1. Where you just need to adjust specific parameters/values in your query With Holistics, You can insert custom variables in your SQL query to make them dynamic to address the subtle differences without repeating yourself. See an example here: https://docs.holistics.io/guides/adding-filters/

2. Where you have chunks of text that are reused across multiple questions This can be long chunks of `CASE-IFs` or CTE/sub-queries that you use across multiple reports. You can insert a template snippet (chunks of SQL syntax for example) that can be reused across multiple questions. You can find more information here: https://docs.holistics.io/query-templates/

meow1032|8 years ago

Thanks for the response, I'm more on the research side of things now, so I don't have a current use case, but thinking about moving back to industry, and it's something that I remember having trouble with when I was last in industry.

scapecast|8 years ago

dashboard tools like Chartio and Looker make self-service analytics "easy" so you don't need to write 10 different flavors of the same query. We see this happening every day - our biggest customer has 1,200 analysts on Looker.

The key is how you set up your data warehouse, e.g. Amazon Redshift. What we see happening that data engineering teams provide "data services" to their company, via a set of common schemas / tables.

At the very high level:

- set up two different schemas. A (1) raw schema in which you dump all your event level data. only data engineers are allowed to access that schema. and then (2) an ad-hoc schema that analysts can use to run their queries.

- You move data from the raw to the ad-hoc schema with scheduled transformations / aggregations. Airflow, Luigi, Pinball, dbt are popular tools for that purpose. The tables in the ad-hoc schema need to be well documented so analysts can understand what data is available.

- Give every analysts a dashboard seat and access to the ad-hoc schema. Give them access to "SQL playbooks" that analysts can re-use. If you're adventurous, allow them to create their own tables.

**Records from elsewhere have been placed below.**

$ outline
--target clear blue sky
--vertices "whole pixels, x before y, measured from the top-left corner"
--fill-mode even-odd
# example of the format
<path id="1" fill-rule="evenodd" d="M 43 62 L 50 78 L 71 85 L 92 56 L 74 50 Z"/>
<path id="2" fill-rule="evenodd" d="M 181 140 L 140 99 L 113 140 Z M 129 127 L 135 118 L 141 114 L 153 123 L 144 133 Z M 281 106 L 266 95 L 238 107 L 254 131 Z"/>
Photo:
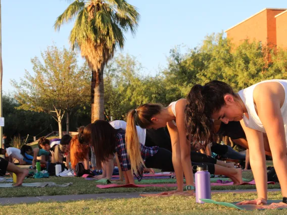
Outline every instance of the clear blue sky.
<path id="1" fill-rule="evenodd" d="M 286 1 L 127 0 L 141 15 L 135 37 L 127 34 L 123 51 L 137 57 L 145 72 L 154 75 L 166 66 L 169 50 L 184 44 L 197 46 L 207 34 L 220 32 L 265 8 L 287 8 Z M 30 59 L 53 42 L 69 46 L 73 23 L 55 32 L 57 17 L 67 1 L 2 0 L 3 90 L 13 90 L 10 80 L 19 80 L 25 70 L 32 72 Z"/>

This approach scales from a few GBs to TBs and more.

aceregen|8 years ago

Yes, like what scapecast mentioned, the key to writing and executing SQL well is to organize and transform your data. You won't want to be running queries across large events records.

We've just published a blog post last week on some tips for analysts starting their first data warehouse project.

https://blog.holistics.io/the-analyst-guide-to-designing-a-m...

teej|8 years ago

Set up a “SQL-in-charts-out” tool. There’s a number of open source ones now. Apache Superset is one example, thought I don’t necessarily recommend it specifically. This is very low cost to do and it solves this problem exactly.

The next layer of the cake is more complex and costly - setting up a SaaS BI tool like Periscope or Chartio or Looker. This only really becomes useful when you need dynamic pivoting and grouping.